Many Tesla owners using third-party apps to monitor have found them not to be working in the last few days as Tesla appears to have revoked many log-in tokens – a hacker claims to be behind the action after he supposedly gained access to several Tesla accounts.
Tesla doesn’t have an official dev kit or app store, but it does have an unofficial API that led to a market for third-party apps. These apps provide Tesla owners with additional features that are not native, like logs for your trips and charging sessions, battery health reports, and more.
In order for those apps to get access to your data, they either require your Tesla account log-in information or an authentication token associated with your account.
Yesterday, several Tesla owners using those apps, like Tezlab, reported that they didn’t work anymore.
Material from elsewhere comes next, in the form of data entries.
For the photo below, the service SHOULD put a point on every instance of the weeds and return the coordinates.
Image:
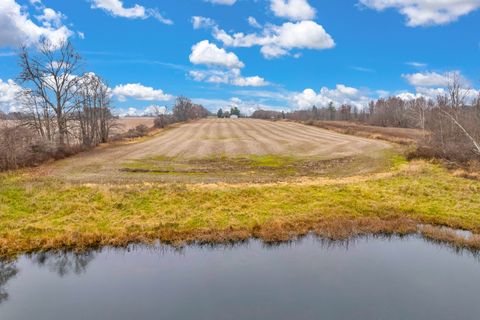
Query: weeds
(40, 213)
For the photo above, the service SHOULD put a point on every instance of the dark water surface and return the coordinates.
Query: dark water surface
(309, 279)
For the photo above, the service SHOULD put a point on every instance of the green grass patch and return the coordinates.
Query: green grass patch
(46, 213)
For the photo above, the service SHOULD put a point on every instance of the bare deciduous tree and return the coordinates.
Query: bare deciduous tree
(51, 78)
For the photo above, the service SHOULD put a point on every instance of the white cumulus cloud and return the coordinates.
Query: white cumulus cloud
(232, 77)
(292, 9)
(427, 79)
(426, 12)
(207, 53)
(199, 22)
(8, 95)
(276, 41)
(138, 91)
(17, 28)
(341, 94)
(222, 2)
(117, 9)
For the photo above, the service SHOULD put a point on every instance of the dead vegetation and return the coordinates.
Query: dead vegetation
(404, 136)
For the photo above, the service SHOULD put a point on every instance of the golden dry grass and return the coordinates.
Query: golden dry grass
(38, 213)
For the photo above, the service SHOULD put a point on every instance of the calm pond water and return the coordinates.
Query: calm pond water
(369, 278)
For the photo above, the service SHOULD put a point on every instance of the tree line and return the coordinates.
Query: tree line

Tesla apparently expired a lot of authentication tokens early:
Tyler Corsair, who operates Teslascope, another third-party app, says Tesla appears to have moved to a new version of its token (via Twitter):
It appears that Tesla has just deprecated their V2 tokens which will effectively kill off all TeslaMate instances, as they haven’t updated to use V3 (OAuth/SSO) yet.
The fix is as simple as reconnecting your Tesla account to whatever third-party apps you are using. However, it doesn’t seem to affect all Tesla owners using third-party apps, but especially newer tokens.
David Colombo claims to be behind Tesla revoking the token and moving to its V3 token early:
Colombo previously said that he managed to get access to several Tesla owners’ accounts, which enables you to log into their Tesla app and have some control over their cars.
He has been vague about how he managed to get access, but he said that it wasn’t due to Tesla’s own security, which made many suspects that he gained access to the account through a third-party app.
It serves as a good reminder to be careful about who you give your information to and how to do it.